The team’s mandate in Syria this month is not to determine who fired the chemical-tipped weapons on August 21—the Assad regime or the rebels—but I wouldn’t be surprised if there were some helpful indications as to which side used the weapons. The three inspections that the team is scheduled to undertake this week and next will examine alleged attacks from several months ago; they may not provide any solid proof of chemical weapons use and, obviously, will explain nothing about this latest alleged attack.

This latest of some 14 alleged attacks with chemical weapons since last December would appear, at this early time, to be the largest, and to have claimed the most victims. Earlier attacks reportedly produced casualties in the double digits; this attack may have injured more than 1,000 people. The amateur videos available do indicate that it was likely a chemical attack, with victims showing no outside injuries by explosives or shrapnel, but at the same time exhibiting extreme breathing difficulties, constricted pupils, and frothing and drooling from the mouth. These are all signs of nerve agents, which attack the nervous system and can cause total loss of bodily functions, including respiration and heartbeat.

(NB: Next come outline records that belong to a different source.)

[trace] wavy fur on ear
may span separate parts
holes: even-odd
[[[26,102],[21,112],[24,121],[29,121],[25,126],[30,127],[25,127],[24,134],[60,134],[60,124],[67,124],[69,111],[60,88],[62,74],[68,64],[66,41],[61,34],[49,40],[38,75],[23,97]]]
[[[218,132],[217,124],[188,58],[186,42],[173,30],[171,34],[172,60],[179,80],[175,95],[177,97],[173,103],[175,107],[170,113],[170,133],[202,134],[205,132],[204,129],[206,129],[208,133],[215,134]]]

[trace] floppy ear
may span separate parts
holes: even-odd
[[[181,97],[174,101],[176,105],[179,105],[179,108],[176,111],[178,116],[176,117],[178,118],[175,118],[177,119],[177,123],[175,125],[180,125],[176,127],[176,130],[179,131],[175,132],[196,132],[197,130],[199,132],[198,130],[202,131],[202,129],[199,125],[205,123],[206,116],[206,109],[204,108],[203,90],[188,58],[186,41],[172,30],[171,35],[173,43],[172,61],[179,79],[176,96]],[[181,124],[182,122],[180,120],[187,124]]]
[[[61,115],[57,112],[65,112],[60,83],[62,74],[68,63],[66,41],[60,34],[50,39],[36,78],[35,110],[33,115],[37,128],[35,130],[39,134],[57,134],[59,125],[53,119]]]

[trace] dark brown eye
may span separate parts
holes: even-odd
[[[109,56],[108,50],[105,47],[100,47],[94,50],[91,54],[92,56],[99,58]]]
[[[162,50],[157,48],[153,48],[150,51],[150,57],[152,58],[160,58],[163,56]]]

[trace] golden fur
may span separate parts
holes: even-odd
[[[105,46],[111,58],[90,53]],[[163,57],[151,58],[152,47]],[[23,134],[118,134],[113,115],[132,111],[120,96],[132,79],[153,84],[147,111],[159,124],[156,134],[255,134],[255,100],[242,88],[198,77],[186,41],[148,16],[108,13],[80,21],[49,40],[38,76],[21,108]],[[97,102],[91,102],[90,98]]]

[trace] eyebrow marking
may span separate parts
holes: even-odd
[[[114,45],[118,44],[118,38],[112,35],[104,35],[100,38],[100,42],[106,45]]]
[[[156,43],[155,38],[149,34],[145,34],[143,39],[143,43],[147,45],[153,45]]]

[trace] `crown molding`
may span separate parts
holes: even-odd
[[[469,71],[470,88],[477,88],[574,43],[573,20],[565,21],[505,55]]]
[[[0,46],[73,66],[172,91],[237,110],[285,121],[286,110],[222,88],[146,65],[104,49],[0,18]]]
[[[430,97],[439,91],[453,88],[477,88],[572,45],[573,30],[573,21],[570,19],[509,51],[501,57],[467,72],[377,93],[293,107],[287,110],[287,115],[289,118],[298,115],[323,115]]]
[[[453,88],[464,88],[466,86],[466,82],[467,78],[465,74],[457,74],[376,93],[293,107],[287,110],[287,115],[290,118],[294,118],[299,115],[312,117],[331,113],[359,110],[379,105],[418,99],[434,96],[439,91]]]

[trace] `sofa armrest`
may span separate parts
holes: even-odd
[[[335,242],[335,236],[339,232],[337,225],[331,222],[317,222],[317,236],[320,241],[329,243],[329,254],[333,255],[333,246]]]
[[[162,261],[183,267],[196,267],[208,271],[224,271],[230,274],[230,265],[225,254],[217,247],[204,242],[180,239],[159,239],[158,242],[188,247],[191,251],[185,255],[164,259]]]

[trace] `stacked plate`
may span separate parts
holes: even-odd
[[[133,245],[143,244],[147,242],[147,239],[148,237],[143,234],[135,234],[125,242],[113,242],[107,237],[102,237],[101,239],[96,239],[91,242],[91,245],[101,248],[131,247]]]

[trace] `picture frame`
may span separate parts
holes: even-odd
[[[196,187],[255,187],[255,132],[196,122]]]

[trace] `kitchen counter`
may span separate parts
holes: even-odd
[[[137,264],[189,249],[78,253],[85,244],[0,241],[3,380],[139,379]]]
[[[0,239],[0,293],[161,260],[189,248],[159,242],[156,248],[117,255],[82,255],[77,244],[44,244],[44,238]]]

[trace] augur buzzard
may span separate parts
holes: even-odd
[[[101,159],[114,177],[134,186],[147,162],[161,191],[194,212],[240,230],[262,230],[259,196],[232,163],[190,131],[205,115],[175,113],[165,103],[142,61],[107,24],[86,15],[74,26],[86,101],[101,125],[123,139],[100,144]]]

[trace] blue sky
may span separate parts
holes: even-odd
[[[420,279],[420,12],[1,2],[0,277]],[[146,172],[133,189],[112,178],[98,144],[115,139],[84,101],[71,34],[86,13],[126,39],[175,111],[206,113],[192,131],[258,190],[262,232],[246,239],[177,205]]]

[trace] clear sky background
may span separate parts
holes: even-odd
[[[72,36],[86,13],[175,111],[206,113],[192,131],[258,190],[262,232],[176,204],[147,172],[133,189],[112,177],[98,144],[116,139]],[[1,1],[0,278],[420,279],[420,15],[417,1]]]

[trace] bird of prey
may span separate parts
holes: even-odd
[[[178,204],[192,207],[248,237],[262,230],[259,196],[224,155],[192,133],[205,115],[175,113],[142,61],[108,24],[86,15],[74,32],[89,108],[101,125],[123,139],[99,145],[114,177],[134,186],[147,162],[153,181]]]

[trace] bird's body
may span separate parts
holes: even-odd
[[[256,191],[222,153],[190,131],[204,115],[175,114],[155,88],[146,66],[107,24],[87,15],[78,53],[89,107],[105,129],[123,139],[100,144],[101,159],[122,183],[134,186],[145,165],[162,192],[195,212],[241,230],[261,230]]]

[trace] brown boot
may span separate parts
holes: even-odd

One should also point out that Syria is one of only seven countries that has not yet joined the Chemical Weapons Convention (CWC), the multilateral treaty regime that mandates complete abolition of this whole class of weapons. Since its entry into force in 1997, the CWC has overseen and verified the safe destruction of almost 56,000 metric tons of chemical agents in millions of munitions in six countries. Two countries—Russia and the United States—held more than 95 percent of these agents and munitions and have since completed destruction of 80 percent and 90 percent, respectively, of their declared stockpiles. Three countries—Albania, India, and South Korea—have completed elimination of their much smaller stockpiles, and two countries—Iraq and Libya—continue to work on stockpile destruction.

If Syrian President Assad is being truthful about not using his acknowledged chemical weapons stockpiles, it would behoove him to have Syria join the CWC and begin planning the safe demilitarization of its chemical munitions. The other countries that have yet to sign—Angola, Egypt, Israel, Myanmar, North Korea, and South Sudan—should also join the treaty in the near future, universalizing the regime and truly making the world free of chemical weapons.

In the shorter term, though, now is the time for Assad to permit the UN inspection team to investigate this latest alleged use of chemical weapons, and to guarantee that the team has unfettered access to reported chemical attack sites and that it is itself secure from attack. The international community will only then learn the facts about these horrible allegations and be able to judge with some certainty whether chemical weapons have been used in the Syrian civil war.